As I mentioned prior, in the coming weeks, I plan to blog about items and happenings from the ‘do you remember’ posts I see on Facebook. With that in mind, I may give a story from my own life regarding the items or happenings. Perhaps this will trigger a memory or two of your own.
Last blog I mentioned to take a moment to think about ice cream and running out to the truck for a treat on a hot summer day. One of the ‘do you remember’ posts I recently saw had to do with the ice cream truck ringing the bell or playing music as it traveled from street to street.
I lived in Chicago and also out in the suburbs. In the city, I remember a few different types of ice cream vendors. One was coming around in a big truck selling soft cones, I think it was Tastee Freeze or Mr. Softee; the other rode a large trike with a box of treats on the back; the third I recall and my favorite was the Good Humor Man. There was just something about the man in the white truck and white uniform that seemed so appealing. I don’t think I ever saw a stain on any of their uniforms. Good Humor offered a variety of delicious frozen items such as a Toasted Almond bar on a stick; the original chocolate and vanilla bar on a stick; ice cream sandwich and the one I enjoyed was a watermelon flavored frozen bar on a stick. Somehow it made those hot, humid summer evenings cool and refreshing.
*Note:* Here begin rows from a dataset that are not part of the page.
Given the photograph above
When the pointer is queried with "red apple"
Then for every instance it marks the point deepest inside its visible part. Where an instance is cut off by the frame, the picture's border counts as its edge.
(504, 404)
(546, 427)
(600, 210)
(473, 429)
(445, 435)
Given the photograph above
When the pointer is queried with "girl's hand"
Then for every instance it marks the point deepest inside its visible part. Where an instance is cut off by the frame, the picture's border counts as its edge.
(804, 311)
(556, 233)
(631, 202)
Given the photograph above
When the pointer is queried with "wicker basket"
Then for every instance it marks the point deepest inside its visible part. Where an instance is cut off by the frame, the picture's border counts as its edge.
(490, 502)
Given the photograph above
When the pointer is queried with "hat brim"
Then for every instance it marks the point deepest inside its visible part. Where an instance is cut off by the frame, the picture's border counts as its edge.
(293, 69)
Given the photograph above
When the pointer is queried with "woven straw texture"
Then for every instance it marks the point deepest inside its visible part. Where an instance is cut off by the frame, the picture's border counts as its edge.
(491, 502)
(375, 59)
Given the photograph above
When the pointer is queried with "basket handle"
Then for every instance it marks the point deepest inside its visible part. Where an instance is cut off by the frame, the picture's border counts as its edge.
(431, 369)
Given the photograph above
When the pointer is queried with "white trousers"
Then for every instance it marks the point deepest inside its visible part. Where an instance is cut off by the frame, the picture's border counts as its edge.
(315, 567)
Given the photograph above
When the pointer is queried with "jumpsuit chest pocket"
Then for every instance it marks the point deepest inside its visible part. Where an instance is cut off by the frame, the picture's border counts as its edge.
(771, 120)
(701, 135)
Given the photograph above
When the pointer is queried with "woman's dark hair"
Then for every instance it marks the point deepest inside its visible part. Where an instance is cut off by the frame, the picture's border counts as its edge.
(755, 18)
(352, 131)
One story that makes me chuckle about Good Humor did not occur during my childhood years, but when I graduated high school and began my first job. I still lived at home like many of my friends and had younger siblings like a few also. My half-sisters were ten and twelve years my junior. It was the summer after high school that the incident happened. I just got home from work (I commuted from the suburb where I lived to downtown Chicago). The total trip was over an hour. One evening I arrived home as the Good Humor Man began his slow drive down our street. My sisters wanted a treat but my mother was too busy to listen to their pleas; my step-grandmother was out someplace that evening. As I walked up our driveway they came running out to me begging me “please buy us ice cream’ they both cried. I thought well okay, why not. So I took them out to the curb and the truck stopped. It was then I got the shock of all shocks. The driver was not the typical older man who usually drove on our street but a young man of about twenty-two. In my opinion he was a hunk. My sisters got their treat and I asked the driver if he was the new driver in our area. He said, he worked our area during the summer now three days a week. (Yes I did get the days he would be in the area). I called one of my friends (she too had a sister nine years younger). Over the course of that summer on the days this hunk drove the truck, my sisters would get treated to a Good Humor product. My friend would come around to visit about the time the guy would be on our street and her sister also would get the benefit of a tasty treat. The driver thought my friend and I were just the best sisters ever in how we would make purchases for our younger siblings. If he only knew it was just a chance to see him.
My friend and I learned a lot about the driver during that summer. We found out he had a girlfriend; he was a college senior; a possible candidate for the draft. August arrived and the driver had left the employ of the Good Humor people to return to his last year of school
I always wondered if he caught on to the real reasoning behind the being nice to the younger siblings. If he did, he kept it to himself.
The days of the Good Humor Man, like the dinosaur are in the past. You can purchase their products now at the store along with a variety of other frozen favorites. A few years ago, I picked up a package of Good Humor bars, my husband enjoyed them; for me there was something missing. No doubt it was the fact I purchased them from the grocery store and not from the man in the spotless white uniform driving the white truck.
My grandkids will never know the thrill of standing on the curb, waving one little hand while the other tightly holds on to the money to pay for a summertime treat. Of course back in my day it costs less then a dollar for my siblings to enjoy a treat; no doubt today it would be five or more dollars.